The idea behind assignment 2 is to build an ML model that recognizes emotions from images (sad face, happy, surprised, etc.). In order to achieve this, we will train the FER 2013 dataset that can befound in Kaggle (https://www.kaggle.com/datasets/purnisharma/fer2013). This version of FER 2013 stores all the images and labels for the three splits in a single .csv file. The very first steo is to split this into the three sets so that we avoid data leakages between the training, private test and public test sets.

The training set will be used for training. You will try to improve the performance by measuring on the private test set and to make your final validation in the public test set.


In [None]:
import pandas as pd
import numpy as np
from skimage.feature import hog
import matplotlib.pyplot as plt
import seaborn as sns

from sklearn.utils.class_weight import compute_class_weight

# Load the dataset
df = pd.read_csv("fer2013.csv") # Add here the path to your fer2013.csv file

###################################################################
# Separating the dataset between train, test, and validation sets
###################################################################
# The dataset already contains the splits which are specified in the 
# "Usage" field
print( df['Usage'].value_counts() )

# We use for training and validation the "Training" and "PublicTest"
trai_df = df[df['Usage']== 'Training'].copy()
vali_df = df[df['Usage'] == 'PublicTest'].copy()
test_df = df[df['Usage'] == 'PrivateTest'].copy() 

# Storing train and test data frames
trai_df.to_csv("./data/er2013_train.csv", encoding='utf-8', index=False)
vali_df.to_csv("./data/fer2013_validation.csv", encoding='utf-8', index=False)
test_df.to_csv("./data/fer2013_test.csv", encoding='utf-8', index=False)

Now we compute the class weights for the training set

In [None]:
emotionDict = {
    0:'0: Angry',
    1:'1: Disgust',
    2:'2: Fear',
    3:'3: Happy',
    4:'4: Sad',
    5:'5: Surprise',
    6:'6: Neutral'
}


sns.catplot(data=trai_df.replace({'emotion': emotionDict}), kind='count', x='emotion', height=4, aspect=2)
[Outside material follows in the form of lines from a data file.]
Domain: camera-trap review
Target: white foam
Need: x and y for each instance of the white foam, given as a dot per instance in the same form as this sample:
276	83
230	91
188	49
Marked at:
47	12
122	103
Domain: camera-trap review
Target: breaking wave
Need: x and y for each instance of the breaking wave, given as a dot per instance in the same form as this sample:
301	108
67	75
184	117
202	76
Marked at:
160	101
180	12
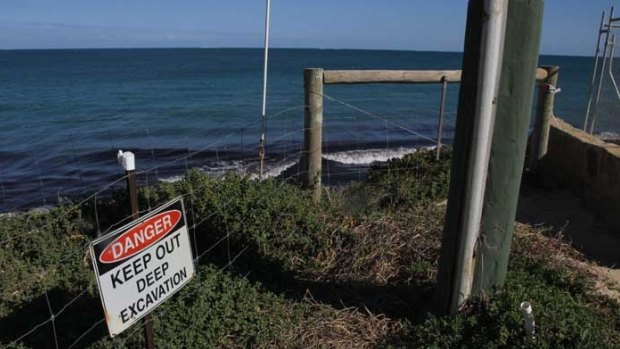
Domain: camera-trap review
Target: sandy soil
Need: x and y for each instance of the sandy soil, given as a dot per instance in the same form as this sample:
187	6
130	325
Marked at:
562	213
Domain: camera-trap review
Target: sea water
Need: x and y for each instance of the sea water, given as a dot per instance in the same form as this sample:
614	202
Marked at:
65	114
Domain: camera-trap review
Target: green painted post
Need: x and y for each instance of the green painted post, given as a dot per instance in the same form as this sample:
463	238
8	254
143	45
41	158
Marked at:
462	142
514	106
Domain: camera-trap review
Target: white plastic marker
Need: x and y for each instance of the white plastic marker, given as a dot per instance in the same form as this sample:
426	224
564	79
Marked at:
528	318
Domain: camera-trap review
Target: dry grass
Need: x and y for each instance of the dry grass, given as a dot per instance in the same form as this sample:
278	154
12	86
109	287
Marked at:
346	328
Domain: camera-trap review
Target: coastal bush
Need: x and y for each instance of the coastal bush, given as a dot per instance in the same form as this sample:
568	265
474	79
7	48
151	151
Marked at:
276	220
563	319
307	274
417	178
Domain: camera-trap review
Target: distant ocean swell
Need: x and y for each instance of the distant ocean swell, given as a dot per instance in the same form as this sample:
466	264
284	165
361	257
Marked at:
71	179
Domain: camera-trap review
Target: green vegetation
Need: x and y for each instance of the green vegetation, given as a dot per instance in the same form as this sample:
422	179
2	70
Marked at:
356	270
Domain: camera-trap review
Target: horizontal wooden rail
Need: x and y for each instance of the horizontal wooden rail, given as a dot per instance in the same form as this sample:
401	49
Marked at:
398	76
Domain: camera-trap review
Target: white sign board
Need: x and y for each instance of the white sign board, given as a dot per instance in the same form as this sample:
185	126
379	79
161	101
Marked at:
142	264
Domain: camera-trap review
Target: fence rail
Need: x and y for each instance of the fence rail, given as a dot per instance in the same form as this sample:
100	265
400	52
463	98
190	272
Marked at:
331	77
316	78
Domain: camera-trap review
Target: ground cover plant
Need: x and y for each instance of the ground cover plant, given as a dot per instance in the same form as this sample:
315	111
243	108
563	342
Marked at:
354	271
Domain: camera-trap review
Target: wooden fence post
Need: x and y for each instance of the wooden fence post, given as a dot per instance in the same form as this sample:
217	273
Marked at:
514	111
472	143
313	131
544	115
128	163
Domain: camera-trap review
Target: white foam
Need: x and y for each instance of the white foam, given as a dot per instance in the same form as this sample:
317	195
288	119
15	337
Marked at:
277	169
171	179
367	157
609	136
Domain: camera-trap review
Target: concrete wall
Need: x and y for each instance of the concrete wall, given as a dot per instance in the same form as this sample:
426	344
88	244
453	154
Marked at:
587	166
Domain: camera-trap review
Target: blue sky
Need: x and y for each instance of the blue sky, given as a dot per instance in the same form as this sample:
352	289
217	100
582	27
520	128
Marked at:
570	25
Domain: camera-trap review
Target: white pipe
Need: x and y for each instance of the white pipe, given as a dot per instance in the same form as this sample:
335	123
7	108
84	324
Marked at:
492	48
528	318
593	82
266	57
265	70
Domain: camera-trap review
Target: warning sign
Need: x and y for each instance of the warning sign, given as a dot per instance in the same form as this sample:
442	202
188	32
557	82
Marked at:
142	264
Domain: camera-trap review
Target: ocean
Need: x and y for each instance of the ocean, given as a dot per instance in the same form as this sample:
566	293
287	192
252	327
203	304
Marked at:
66	113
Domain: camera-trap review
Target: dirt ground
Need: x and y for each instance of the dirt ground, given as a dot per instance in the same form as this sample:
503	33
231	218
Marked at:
563	213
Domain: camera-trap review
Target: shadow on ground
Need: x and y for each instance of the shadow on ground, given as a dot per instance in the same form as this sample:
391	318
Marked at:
564	213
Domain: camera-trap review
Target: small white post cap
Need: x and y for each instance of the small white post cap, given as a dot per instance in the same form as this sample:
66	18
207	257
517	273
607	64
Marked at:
127	160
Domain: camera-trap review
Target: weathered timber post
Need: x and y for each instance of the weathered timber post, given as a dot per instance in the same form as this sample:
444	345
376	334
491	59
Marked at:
514	105
128	163
482	56
544	114
313	130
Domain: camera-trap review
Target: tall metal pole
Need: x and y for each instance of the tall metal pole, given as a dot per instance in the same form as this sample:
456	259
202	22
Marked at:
261	146
486	21
442	111
128	162
600	82
594	70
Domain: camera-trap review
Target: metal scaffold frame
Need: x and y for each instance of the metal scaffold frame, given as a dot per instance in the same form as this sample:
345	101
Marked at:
598	75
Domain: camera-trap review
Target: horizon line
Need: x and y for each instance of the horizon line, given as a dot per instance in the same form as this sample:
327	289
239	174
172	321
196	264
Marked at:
255	48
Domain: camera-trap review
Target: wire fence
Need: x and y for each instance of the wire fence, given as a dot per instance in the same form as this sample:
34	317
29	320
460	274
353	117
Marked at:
48	293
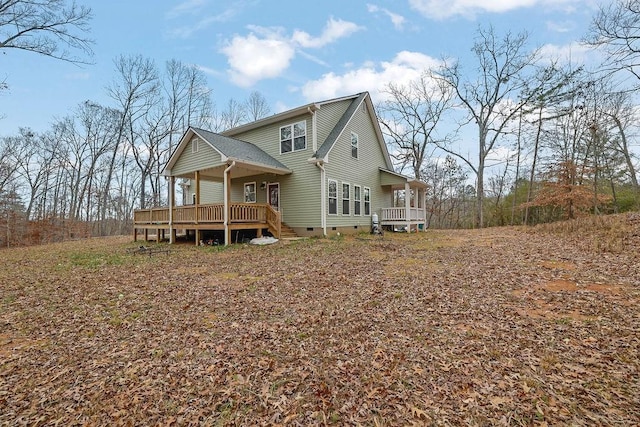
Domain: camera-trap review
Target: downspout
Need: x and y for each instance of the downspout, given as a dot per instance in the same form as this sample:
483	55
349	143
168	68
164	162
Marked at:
172	189
314	134
226	202
323	197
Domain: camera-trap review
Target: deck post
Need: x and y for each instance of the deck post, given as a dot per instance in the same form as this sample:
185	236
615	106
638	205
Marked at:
197	203
407	205
172	231
424	209
227	202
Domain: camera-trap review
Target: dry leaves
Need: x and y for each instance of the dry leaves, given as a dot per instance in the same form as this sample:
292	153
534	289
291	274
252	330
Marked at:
486	327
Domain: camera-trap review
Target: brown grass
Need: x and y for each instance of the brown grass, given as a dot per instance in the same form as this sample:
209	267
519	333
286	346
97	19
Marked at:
507	326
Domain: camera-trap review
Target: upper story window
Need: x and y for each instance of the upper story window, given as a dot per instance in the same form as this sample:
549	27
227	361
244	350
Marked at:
354	145
293	137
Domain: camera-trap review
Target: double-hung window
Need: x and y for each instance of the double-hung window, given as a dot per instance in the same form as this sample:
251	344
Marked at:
367	201
333	197
354	145
293	137
250	192
346	198
357	199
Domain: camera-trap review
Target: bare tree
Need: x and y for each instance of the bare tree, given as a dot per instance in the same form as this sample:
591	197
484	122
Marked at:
233	115
502	87
615	29
188	99
411	117
47	27
135	92
257	106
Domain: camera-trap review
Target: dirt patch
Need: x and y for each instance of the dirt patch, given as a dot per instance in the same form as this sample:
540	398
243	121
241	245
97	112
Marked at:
562	265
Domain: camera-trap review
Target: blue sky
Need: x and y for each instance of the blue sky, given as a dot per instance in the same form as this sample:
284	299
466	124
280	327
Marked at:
293	52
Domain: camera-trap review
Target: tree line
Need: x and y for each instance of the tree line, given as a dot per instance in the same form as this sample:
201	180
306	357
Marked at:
557	139
513	137
87	173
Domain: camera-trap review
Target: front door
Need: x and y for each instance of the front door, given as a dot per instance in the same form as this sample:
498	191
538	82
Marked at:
273	195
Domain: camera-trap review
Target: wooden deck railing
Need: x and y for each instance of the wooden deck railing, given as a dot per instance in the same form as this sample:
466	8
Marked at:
400	214
273	221
213	213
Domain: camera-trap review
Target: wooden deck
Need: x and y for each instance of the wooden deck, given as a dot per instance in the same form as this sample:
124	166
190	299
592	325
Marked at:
403	216
207	217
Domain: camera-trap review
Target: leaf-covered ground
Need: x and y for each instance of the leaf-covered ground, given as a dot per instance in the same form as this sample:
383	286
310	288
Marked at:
501	326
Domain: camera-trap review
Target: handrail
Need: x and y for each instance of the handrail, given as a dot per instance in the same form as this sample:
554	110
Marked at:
273	221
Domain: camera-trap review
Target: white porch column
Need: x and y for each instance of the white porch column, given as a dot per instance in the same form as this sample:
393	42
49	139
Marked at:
172	188
407	205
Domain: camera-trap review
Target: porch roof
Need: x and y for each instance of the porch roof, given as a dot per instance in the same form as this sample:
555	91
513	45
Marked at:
398	181
249	159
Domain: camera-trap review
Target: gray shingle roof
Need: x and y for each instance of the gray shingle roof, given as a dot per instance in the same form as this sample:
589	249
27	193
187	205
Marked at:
238	149
339	127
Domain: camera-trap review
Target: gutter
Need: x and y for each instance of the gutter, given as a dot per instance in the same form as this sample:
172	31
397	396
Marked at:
323	197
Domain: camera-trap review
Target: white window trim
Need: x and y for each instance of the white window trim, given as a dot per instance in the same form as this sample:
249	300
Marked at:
357	146
329	181
348	199
293	137
364	201
255	192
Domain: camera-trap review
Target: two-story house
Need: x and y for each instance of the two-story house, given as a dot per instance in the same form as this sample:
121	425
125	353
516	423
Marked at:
321	168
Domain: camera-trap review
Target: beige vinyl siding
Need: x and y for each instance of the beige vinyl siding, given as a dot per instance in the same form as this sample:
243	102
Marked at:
328	116
210	192
362	171
299	191
190	162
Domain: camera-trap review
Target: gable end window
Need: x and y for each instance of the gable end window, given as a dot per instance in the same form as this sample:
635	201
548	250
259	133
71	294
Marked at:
367	201
293	137
354	145
250	192
346	198
333	197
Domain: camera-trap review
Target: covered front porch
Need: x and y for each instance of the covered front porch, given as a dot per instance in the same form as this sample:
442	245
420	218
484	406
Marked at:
409	200
205	156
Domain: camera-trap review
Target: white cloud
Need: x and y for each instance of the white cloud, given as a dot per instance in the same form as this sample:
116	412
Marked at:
333	30
574	53
397	20
405	67
561	26
442	9
252	59
199	16
187	7
267	51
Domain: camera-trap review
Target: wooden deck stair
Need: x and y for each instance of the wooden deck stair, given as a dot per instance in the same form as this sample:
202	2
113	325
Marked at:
287	232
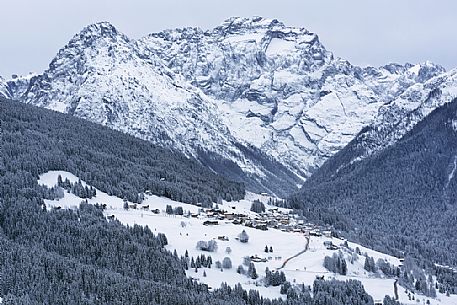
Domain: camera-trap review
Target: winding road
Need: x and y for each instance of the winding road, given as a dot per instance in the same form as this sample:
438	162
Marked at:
296	255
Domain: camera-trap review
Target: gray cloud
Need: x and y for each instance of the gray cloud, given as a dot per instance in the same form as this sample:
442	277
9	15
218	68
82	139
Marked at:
361	31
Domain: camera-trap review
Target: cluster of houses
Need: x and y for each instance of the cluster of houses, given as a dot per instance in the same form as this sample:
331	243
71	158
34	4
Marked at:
272	218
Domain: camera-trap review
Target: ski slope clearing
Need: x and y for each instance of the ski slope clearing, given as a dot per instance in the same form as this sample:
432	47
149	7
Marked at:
299	256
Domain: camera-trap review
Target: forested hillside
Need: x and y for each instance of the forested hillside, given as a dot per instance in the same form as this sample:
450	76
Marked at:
79	257
37	140
400	199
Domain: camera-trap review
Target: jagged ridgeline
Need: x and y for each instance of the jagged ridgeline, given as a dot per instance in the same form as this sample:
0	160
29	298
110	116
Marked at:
402	198
66	257
35	141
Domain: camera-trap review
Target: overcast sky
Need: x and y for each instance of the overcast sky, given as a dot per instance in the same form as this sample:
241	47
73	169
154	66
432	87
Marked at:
365	32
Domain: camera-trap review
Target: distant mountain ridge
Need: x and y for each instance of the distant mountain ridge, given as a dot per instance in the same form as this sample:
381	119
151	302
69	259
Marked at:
253	99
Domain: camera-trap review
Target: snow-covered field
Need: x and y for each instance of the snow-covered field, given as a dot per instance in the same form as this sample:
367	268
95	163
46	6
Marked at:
183	233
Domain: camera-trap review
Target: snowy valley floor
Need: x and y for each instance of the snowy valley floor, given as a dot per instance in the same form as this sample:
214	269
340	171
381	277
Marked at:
183	233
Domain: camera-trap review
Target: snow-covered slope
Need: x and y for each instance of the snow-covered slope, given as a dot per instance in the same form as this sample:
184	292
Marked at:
183	233
101	76
280	89
398	117
4	88
252	98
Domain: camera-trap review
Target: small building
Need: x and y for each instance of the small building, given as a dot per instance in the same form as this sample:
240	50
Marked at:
229	216
330	246
315	233
257	259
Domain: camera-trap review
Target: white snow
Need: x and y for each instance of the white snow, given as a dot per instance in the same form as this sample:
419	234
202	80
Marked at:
184	232
279	46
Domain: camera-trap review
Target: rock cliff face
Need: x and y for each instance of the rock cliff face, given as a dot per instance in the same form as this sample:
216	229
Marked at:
252	98
280	89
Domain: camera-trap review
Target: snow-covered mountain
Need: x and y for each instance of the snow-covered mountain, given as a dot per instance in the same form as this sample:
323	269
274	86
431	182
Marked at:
252	98
398	117
280	89
100	75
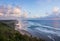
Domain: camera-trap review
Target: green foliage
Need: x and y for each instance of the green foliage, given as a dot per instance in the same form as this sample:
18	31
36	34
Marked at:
9	34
#sns.countplot(x ='emotion', data = trai_df)
plt.show()

In [None]:
import matplotlib.pyplot as plt

# Now making some plots
random_rows = df.sample(n=21, random_state=43)
imgs = [np.fromstring(pixels, sep=' ').reshape(48, 48) for pixels in random_rows['pixels']]
lbl =  random_rows['emotion'].values

fig, axes = plt.subplots(nrows=3, ncols=7, figsize=(23, 10))
fig.suptitle('Sample images FER 2013', fontsize=16)

# Loop through each subplot and customize
for i in range(7):
    for j in range(3):
        ax = axes[j, i]
        ax.imshow(imgs[j*7+i], cmap="gray") 
        ax.set_title('%s'%(emotionDict[lbl[j*7+i]]))
        #ax.grid(True)
plt.show()